Is it Possible to /pull?id=xx from multiple clients without loosing data?


#1

I am running two separate clients from different machines to pull data from DataSift to pass on to different processors.

Method I used is:

  1. I use stream/hash to create new ID for respective stream using API /push/create
  2. Then I use this ID to make pull requests /pull?id=

When I run single client then everything is good.

But when I start second client with same DataSift username & API Key; the second client sometimes get data but most of the times 0 interactions (no data); How can I fix this problem?

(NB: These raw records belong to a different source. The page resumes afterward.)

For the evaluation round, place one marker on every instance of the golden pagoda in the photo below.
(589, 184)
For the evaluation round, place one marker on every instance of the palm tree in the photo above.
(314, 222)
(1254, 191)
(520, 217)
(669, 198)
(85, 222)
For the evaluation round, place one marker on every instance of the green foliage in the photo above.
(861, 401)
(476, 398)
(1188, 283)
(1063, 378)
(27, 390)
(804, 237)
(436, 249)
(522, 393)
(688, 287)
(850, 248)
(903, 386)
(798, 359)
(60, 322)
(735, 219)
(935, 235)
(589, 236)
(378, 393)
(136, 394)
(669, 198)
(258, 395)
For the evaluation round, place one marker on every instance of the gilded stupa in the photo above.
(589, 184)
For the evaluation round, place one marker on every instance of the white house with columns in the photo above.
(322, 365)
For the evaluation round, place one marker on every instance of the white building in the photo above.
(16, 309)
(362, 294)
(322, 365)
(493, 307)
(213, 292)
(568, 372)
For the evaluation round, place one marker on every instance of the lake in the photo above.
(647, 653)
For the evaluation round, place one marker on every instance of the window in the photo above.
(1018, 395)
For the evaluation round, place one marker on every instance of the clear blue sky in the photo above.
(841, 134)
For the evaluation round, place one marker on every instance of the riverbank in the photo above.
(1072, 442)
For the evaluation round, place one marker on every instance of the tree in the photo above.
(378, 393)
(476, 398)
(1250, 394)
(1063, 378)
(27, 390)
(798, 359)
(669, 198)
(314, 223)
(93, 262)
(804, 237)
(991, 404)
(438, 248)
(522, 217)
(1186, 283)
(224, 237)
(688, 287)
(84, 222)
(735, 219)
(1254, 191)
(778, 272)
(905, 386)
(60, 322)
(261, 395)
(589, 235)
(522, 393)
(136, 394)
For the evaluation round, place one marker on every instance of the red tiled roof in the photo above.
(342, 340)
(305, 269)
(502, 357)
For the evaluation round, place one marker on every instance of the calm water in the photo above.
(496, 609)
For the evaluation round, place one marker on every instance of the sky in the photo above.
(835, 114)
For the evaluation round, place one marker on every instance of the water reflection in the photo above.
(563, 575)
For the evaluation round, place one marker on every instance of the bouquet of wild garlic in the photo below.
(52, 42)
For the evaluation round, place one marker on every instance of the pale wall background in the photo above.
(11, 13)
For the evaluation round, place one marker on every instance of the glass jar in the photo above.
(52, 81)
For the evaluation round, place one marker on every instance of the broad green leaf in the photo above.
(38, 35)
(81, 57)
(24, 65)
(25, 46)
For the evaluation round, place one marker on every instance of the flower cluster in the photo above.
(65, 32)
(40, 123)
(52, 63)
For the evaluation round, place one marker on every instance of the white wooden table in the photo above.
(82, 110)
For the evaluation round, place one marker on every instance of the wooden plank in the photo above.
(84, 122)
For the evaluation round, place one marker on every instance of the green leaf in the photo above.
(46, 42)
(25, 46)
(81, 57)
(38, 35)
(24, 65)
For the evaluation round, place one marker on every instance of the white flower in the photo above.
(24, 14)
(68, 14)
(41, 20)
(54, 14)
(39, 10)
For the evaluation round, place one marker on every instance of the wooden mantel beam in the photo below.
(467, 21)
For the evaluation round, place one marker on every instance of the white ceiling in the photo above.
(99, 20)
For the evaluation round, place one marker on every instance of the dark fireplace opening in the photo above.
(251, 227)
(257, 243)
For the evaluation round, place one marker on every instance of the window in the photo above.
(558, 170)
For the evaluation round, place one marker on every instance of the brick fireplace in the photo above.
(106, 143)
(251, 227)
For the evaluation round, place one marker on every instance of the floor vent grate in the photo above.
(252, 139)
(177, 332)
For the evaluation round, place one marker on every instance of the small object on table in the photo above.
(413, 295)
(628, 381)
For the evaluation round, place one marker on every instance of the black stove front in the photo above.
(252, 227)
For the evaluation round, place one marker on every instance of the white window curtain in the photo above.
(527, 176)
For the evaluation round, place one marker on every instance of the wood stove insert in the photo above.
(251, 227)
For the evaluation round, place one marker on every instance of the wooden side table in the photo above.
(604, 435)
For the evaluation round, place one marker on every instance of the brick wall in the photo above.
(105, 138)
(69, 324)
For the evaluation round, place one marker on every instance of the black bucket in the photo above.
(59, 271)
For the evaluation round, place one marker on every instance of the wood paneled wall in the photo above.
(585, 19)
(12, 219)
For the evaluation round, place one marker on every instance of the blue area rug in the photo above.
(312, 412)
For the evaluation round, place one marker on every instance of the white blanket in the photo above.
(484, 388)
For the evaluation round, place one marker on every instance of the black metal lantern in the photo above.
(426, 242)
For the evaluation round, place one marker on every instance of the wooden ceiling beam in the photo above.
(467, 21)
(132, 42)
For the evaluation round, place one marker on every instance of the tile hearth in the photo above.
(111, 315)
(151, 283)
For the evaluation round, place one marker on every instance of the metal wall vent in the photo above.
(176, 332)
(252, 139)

“I don’t want to loose the data and want to pull data from multiple clients”


#2

You will need to use the cursor parameter. When you make your first /pull call, DataSift returns a cursor to allow you to make that same pull again, and a cursor to let you know what the next payload is. As long as you can keep these cursors synchronized between your two clients, you should be able to ensure that you pull the same data across both clients. Without using the cursor, if client 1 makes a /pull request, then the other client makes a request, it will be given a different payload.
Alternatively, it is possible to consume the same filter hash multiple times for no additional cost. This means you can create the same Push subscription twice; once for each client, and consume each subscription independently.


#3

Thanks for inputs.

Is there any limitation to this? like I can create 4 or 5 Push subscription to consume independently or it’s unlimited as far as respective filter hash exists?


#4

There is a 200 active Push subscription limit overall on your account.


#5

Hey, I have created same PUSH subscription (i.e. using same hash/stream) to consume data independently; But after some time other PUSH subscriptions go aways and only one PUSH subscription stays per unique hash/stream stays;

For ex. I have “hash1”; using this I created:
hash1 -> id1 -> /pull?id=id1
hash1 -> id2 -> /pull?id=id2
hash1 -> id3 -> /pull?id=id3
When I checked PUSH subscription using /push/get API I got 3 which is good and status was "active"
When I checked after couple of hours using /push/get API; Only one PUSH subscription was left and rest of 2 PUSH subscriptions were gone.

Would you please let me know why this is happening? Do I need to do anything extra?


#6

You do need to ensure that you pull from Pull subscriptions frequently; A Push subscription will only remain active if you continue to consume data from it. You only need to consume data once every hour at the absolute minimum (we recommend pulling as often as you can), but if you go more than an hour without making a successful /pull request, the subscription will come to an end.
It is also worth confirming that you are not making any calls to /push/stop for these subscriptions; this will obviously stop the subscriptions.


#7
  • I did re-verified the frequent data consumption from respective subscription_id; Yes, data is getting consumed many times in an hour and is continuous process.
  • No call to /push/stop for respective subscriptions.

I have question:
If my subscription filter hash/stream hasn’t got any data in an hour; so subscription_id created using same hash will not have anything to deliver for an hour;
Will this scenario force all subscription_ids which are using same hash/stream to finish & die except one (that’s why always only one ‘id’ remains per hash/stream?


#10

If your subscription does not match any interactions in an hour, this should not have any effect on whether the subscription stays alive or not; you simply need to make /pull requests to ensure that the subscription stays alive, regardless of whether your subscription has any data to deliver or not.
I’ve been running some tests with multiple /pull subscriptions, and so far have not seen either of my subscriptions drop off; they have both been running for a couple of hours now. I set up my Pull subscriptions via a curl command similar to:

curl 'https://api.datasift.com/v1/push/create?username=USERNAME&api_key=API_KEY&hash=HASH&name=PULL_TEST&output_type=pull'

I then ensure I pull data every 30 seconds by wrapping a curl command a watch command:

watch -n30 "curl 'https://api.datasift.com/v1/pull?username=USERNAME&api_key=API_KEY&id=SUB_ID' >> rr1.json"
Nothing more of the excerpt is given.